MHB How Fast Does a Balloon's Radius Expand When Inflated?

[Monoxdifly]

Icha is going to blow a sphere-shaped rubber balloon. She uses a pump to infuse the air with the volume addition rate $$40cm^3/s$$. If the radius addition rate is 20 cm/s, the radius of the sphere after being blown is ...
A. $$\frac{1}{\sqrt\pi}$$ cm
B. $$\frac{1}{\sqrt{2\pi}}$$ cm
C. $$\frac{1}{2\sqrt\pi}$$ cm
D. $$\frac{1}{3\sqrt\pi}$$ cm
E. $$\pi$$ cm

Please give me some hints. Thanks.

 

[skeeter]

Icha is going to blow a sphere-shaped rubber balloon. She uses a pump to infuse the air with the volume addition rate $$40cm^3/s$$. If the radius addition rate is 20 cm/s, the radius of the sphere after being blown is ...
A. $$\frac{1}{\sqrt\pi}$$ cm
B. $$\frac{1}{\sqrt{2\pi}}$$ cm
C. $$\frac{1}{2\sqrt\pi}$$ cm
D. $$\frac{1}{3\sqrt\pi}$$ cm
E. $$\pi$$ cm

Please give me some hints.

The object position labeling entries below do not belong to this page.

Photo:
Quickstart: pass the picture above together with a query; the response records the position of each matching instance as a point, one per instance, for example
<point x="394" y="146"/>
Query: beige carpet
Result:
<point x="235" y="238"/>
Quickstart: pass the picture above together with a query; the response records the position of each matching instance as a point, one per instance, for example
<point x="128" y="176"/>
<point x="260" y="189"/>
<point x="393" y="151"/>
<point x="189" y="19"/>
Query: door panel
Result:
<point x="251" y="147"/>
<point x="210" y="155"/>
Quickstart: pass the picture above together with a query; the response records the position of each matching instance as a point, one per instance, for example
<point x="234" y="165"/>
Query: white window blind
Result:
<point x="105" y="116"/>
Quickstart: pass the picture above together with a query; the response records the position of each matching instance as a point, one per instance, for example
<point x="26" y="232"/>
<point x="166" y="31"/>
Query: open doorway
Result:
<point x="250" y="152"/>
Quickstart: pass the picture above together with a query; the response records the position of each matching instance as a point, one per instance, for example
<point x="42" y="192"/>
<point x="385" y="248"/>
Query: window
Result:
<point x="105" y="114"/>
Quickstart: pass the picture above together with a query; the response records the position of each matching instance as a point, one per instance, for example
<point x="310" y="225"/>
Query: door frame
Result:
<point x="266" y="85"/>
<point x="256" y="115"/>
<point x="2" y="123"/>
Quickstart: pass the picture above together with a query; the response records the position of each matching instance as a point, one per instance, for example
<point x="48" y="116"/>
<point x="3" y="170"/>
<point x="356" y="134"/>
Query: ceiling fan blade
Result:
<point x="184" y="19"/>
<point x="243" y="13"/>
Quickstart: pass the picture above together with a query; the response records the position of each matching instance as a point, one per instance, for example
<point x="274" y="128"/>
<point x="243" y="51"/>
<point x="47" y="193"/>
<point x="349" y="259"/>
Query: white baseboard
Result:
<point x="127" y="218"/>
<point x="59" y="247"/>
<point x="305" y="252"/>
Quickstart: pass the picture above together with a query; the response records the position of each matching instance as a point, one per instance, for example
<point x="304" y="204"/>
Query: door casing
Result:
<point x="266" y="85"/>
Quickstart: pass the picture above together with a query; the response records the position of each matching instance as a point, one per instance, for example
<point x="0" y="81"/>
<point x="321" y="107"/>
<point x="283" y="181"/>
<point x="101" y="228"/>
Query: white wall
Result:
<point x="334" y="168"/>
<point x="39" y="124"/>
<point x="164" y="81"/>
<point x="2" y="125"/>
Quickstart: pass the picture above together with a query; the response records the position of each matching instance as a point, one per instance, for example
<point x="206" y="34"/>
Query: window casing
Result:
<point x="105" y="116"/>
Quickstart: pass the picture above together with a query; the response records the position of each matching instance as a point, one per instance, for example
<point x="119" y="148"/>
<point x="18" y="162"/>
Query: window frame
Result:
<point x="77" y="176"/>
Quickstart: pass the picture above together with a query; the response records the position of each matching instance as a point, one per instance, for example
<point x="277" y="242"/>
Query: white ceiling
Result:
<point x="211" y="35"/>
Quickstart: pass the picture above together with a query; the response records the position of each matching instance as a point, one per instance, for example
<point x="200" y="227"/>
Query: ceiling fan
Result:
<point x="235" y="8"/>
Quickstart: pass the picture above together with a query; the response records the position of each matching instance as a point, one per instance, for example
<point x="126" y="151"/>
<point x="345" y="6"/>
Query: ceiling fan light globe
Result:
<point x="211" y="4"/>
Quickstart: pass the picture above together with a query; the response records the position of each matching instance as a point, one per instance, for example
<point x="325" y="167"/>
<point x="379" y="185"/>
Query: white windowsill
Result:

Thanks.

take the derivative of the sphere volume formula w/respect to time ...

 

[Monoxdifly]

$$40cm^3/s=4\pi r^2(20cm/s)$$
$$2cm^2=4\pi r^2$$
$$r^2=\frac{1cm^2}{2\pi}$$
$$r=\frac{1}{\sqrt{2\pi}}cm$$?

 

[MarkFL]

For a sphere of radius $r$, the volume is:

$$V=\frac{4}{3}\pi r^3$$

Differentiating w.r.t time $t$, we have:

$$\d{V}{t}=4\pi r^2\d{r}{t}\implies r=\frac{1}{2}\sqrt{\frac{\d{V}{t}}{\pi\d{r}{t}}}$$

Plugging in the given numbers, we have:

$$r=\frac{1}{2}\sqrt{\frac{40\frac{\text{cm}^3}{\text{s}}}{20\pi\frac{\text{cm}}{\text{s}}}}=\frac{1}{\sqrt{2\pi}}\text{ cm}\quad\checkmark$$

I will move this thread to our Calculus forum. :)

 

[Monoxdifly]

I will move this thread to our Calculus forum. :)

I thought this was pre-calculus because it was a question in high school graduation exam.

 

[MarkFL]

I thought this was pre-calculus because it was a question in high school graduation exam.

It is a related rate problem involving differential calculus (so that's why I moved it). Many places teach elementary calculus in high school. :)

 

[Monoxdifly]

What is the actual limit between pre-calculus and calculus, anyway?